Sunday, February 13, 2011

MacDonald on FDK costs

Another thought-provoking piece from the Toronto Sun's Moira MacDonald, this time on implementation costs for the province's full-day kindergarten program.
Schools chosen for this year — the program’s first year — and next have been the easy ones, those with enough space to handle the program without having to do much.
But everyone agrees year three — 2012/13 — is when the serious money must kick in.
The program can’t continue to be rolled out without significant construction to expand existing school space and tailor it to kindergarten children’s needs.
Elizabeth Moyer, a trustee with the Toronto District School Board, says the preliminary numbers she’s seen for the capital costs at her board are “just obscene. No one’s going to pay for it.”
Portables will be a part of the mix where capital dollars are not enough to add real bricks and mortar.
The Ontario Catholic School Trustees Association told me portables will be necessary in some areas, although boards will try hard to avoid them.
The response from Peel District School Board spokesman Brian Woodland when I asked if his high-growth board would need them to accommodate the program in year three?
“Oh God, yes!” 
I agree the year one and two sites were the "easy" ones-- boards were outright told to prioritize based on need, with the strong caveats of suitable space with little capital dollars needed. So all the schools that had available purpose-built space were used first. Then came the ones that had available classrooms that could be easily converted into kindergarten spaces.
Next come the classrooms that cannot easily be converted into kindergarten spaces -- the ones that aren't anywhere near plumbing in schools built before each classroom had a water fountain or sink, for example. Or the ones that are too small, which would realistically require knocking down walls and amalgamating two classrooms into one (if the school has that space, if not, then as MacDonald says that means portables).
Let me add the additional thought, because I know some boards are doing this in line with their larger capital planning. If an old school (built in the 1950s-70s) requires significant updates, replacements, is under capacity and needs physical work to accommodate full-day kindergarten, how is it not now a candidate for school-closure review? The consolidated school that could result at the end of the process would have the suitable kindergarten space and building new (on a classroom basis) is usually less expensive than renovating and retrofitting.
It means it's not just capital for full-day kindergarten that many boards are facing. It can't be considered exclusively in a time when virtually every board is also dealing with declining student enrolments and facilities that were built over a generation ago and aren't living up to the needs of the kids who learn there today.
MacDonald also puts forth the idea of limiting full-day kindergarten to only five-year-old children and getting rid of junior kindergarten altogether, with a wink to Tim Hudak, whose platform in this subject is decidedly weak.
That kicker is almost a whole other column unto itself!

3 comments:

Anonymous said...

Whether or not one agrees with the idea of FDK it isn't reassuring that a realistic cost calculation wasn't put together.

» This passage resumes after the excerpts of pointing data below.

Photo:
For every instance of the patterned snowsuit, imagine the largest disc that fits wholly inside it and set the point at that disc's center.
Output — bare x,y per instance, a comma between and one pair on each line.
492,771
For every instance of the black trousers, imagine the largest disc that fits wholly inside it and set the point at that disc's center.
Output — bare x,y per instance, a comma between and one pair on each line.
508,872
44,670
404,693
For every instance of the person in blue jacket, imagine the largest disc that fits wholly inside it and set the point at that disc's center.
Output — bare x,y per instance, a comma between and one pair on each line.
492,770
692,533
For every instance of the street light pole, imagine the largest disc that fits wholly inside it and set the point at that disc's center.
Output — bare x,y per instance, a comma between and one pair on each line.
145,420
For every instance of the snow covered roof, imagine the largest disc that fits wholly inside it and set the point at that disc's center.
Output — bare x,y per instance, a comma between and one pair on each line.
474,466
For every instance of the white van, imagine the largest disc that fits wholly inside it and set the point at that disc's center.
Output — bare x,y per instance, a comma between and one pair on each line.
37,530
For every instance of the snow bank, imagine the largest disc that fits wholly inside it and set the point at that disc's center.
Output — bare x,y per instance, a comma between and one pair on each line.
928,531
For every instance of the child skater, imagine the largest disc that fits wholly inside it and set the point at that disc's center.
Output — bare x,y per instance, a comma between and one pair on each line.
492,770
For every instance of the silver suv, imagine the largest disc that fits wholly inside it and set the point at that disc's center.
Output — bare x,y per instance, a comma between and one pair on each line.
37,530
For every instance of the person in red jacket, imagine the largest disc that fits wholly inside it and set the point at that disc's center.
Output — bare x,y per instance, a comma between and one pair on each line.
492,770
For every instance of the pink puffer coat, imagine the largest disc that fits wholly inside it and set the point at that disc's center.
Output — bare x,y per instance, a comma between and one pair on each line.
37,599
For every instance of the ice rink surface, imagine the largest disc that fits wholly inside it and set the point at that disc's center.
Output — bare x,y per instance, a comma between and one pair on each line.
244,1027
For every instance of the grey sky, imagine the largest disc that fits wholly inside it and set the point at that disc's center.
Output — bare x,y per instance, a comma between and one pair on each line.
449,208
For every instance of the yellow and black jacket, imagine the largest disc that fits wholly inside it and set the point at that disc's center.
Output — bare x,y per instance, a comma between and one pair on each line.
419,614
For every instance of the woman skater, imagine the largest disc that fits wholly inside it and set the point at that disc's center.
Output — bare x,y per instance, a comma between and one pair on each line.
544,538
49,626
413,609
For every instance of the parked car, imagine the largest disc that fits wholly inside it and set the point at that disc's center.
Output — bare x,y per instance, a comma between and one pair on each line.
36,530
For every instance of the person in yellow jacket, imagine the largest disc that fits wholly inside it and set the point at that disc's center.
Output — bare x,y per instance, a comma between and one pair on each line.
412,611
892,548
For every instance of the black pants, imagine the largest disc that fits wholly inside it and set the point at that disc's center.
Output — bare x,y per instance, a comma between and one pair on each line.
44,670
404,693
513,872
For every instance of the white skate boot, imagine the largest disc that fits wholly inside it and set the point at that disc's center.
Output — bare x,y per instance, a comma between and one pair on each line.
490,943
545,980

It appears Dalton McGuinty did significantly alter the plan originlly proposed by Charles Pascal and add considerably to staffing costs. I wonder if this is one of the consequences...?

Education Reporter said...

Anon 14 Feb. 22:23
I think a realistic cost calculation has been put together. The province negotiated wages and benefits at discussion tables in the last round of contracts. It's prepping to do so again for the pending round.
The ministry also has, somewhere, the capital assessments of every school in the province. They have the capacity to know very, very well what buildings need upgrades, renos and expansions in order to accommodate the program at full rollout.
I would expect more details on capital funding to accommodate years three through five in the coming year-- if not as part of the election platform.

Of course, you also need to realize that capital funding for a lot of the work that has been done in the last five years or so has been financed. The province approves the projects based on the boards mortgaging the construction costs, with the guarantee that the province annually provides the board with the money to make the payments.

Some call that smart capital financing, levraging the construction costs over the lifetime of the building. Others, who prefer upfront capital-cost payments, call it mortgaging our future.

Hugo

Anonymous said...

Permit me to disagree with you ER. McGuinty was the first one to admit at the launch of FDK that he couldn't meet the costs. I still believe the costs to be incomplete because neither they, or any reporter will know for sure what they will be - just that eventually the demand for FDK may fall by the wayside in communities where there is little demand - like mine. Unless there's a baby boom in mid-western Ontario in the next decade I can see boards opting out of the FDK - almost feeling like Hudak's stance - as invisible as that is.

FDK should never have been mandated by all boards to comply. It's just not sustainable that way.